All valid paths into T in root-first order.
Equations
- RoseTree.Pathed.vertices (RoseTree.node value cs) = [] :: RoseTree.Pathed.verticesAux 0 cs
Instances For
Auxiliary: paths into a children list, with a starting index. The paths returned are already prefixed with the corresponding child index.
Equations
- RoseTree.Pathed.verticesAux x✝ [] = []
- RoseTree.Pathed.verticesAux x✝ (c :: cs) = List.map (fun (x : List ℕ) => x✝ :: x) (RoseTree.Pathed.vertices c) ++ RoseTree.Pathed.verticesAux (x✝ + 1) cs
Instances For
verticesAux distributes over list ++. The right summand's start
index shifts by the left list's length.
Length theorem #
The total number of enumerated paths equals the tree's node count
(numNodes).
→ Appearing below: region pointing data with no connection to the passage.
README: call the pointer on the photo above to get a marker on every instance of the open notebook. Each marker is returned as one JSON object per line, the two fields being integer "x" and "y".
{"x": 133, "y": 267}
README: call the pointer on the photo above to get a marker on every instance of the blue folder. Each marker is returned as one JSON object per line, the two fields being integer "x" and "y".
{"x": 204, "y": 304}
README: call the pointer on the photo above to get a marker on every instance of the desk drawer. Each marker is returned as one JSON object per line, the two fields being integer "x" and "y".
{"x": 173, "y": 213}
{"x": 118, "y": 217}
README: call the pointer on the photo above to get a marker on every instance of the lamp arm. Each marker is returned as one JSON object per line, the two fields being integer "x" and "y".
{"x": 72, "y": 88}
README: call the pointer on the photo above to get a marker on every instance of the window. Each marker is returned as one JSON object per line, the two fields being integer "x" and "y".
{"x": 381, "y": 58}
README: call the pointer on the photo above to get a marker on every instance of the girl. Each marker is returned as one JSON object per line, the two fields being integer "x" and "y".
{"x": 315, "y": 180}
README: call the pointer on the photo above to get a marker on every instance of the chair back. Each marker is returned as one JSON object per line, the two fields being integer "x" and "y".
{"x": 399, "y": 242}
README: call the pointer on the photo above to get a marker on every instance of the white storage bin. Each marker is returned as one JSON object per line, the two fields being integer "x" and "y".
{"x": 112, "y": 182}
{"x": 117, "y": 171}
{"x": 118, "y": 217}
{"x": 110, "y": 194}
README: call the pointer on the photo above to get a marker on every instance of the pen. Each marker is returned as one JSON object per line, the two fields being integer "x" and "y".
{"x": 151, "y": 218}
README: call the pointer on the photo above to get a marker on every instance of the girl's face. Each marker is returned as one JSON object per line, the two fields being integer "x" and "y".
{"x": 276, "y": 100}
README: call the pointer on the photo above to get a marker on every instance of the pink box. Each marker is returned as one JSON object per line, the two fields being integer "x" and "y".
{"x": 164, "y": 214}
Mirrors the dependent-typed substrate's length_vertices
result, now stated directly against numNodes — no weightList aux-twin
is needed, the child sum is (cs.map numNodes).sum.
Validity sanity check #
Every path enumerated by vertices T is in fact valid in T. Proved via
a mutual recursion through an aux that decomposes paths in
verticesAux i₀ cs as (i₀ + k) :: rest with rest ∈ vertices cs[k].